Lawson and Ann sat in their skiff in the green gloom, one battling his pain and the other fighting both her shock and grief.
The young woman’s gloved fingers drew her pistol from her holster and began to load it with silver bullets from the ammo loops. Lawson’s Colt with the rosewood grip, grimy with mud, was stuck down in her waistband. Her hands shook a little. “My gun’s dried out,” she said. “I cleaned it as best I could. Do you want me to kill them?”
“Yes,” he an
swered.
“Do you want to see their faces before I do it? The woman…LaRouge. You don’t want me to kill her, do you?”
“She won’t be here,” he said, relieved by the coolness and the shadows. “She knows Christian Melchoir is dead. She suspects I’m still alive. So wherever she is…she’s somewhere else by now.”
“You’re not going to give up looking for her, are you?”
“Give up?” Lawson asked. He stared at the other boats, and the sleepers. “No. I’m not ever giving up.” He saw one of the bodies twitch, as if enduring a bad dream. Maybe they knew they were in danger; maybe they would make an effort to rise from their sleep, even as the bullets were delivered. But today belonged to the angels.
“I’m sorry about your sister,” he said. “I’m sorry she was caught up in this. I’m sorry…for everything.” Even as he spoke, he smelled the fragrance of Ann’s warm blood. He figured the sleepers did too, and they dreamed of sinking their fangs deep and drinking their fill. Maybe he might dream that of Ann, too. Maybe he was more vampire than he wished. Maybe.
Maybe.
“After you finish with the bullets,” Lawson said, “there’s the dynamite. I think Nocturne should be returned to the swamp. What do you say?”

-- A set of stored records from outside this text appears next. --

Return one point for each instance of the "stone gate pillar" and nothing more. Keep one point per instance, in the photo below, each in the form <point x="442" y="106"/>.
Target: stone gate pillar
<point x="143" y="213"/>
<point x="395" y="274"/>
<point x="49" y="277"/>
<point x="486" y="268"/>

“I say…” Her fierce black eyes in the mud-covered face peered at him. “I want to find my sister, and if she’s anything like them…I want to set her free. I can’t bear the thought of my Eva…like that. But no one will believe us, will they?”
“Not many, but a few will.”
“Where will you start looking for LaRouge?”
“I think they’ve overtaken another town at the edge of the swamp. I’ll find it. That’s where I’ll start.”
Ann set the six-shooter in her lap. She chewed on her bottom lip, as some of the bodies writhed in their shrouds.
“It seems to me,” she said quietly, “that you need somebody to help you.”
“I wouldn’t ask anyone on this earth to do that. Not knowing what’s out there waiting.”
“It seems to me,” Ann went on, “that you need somebody who can travel by day.” Lawson was silent.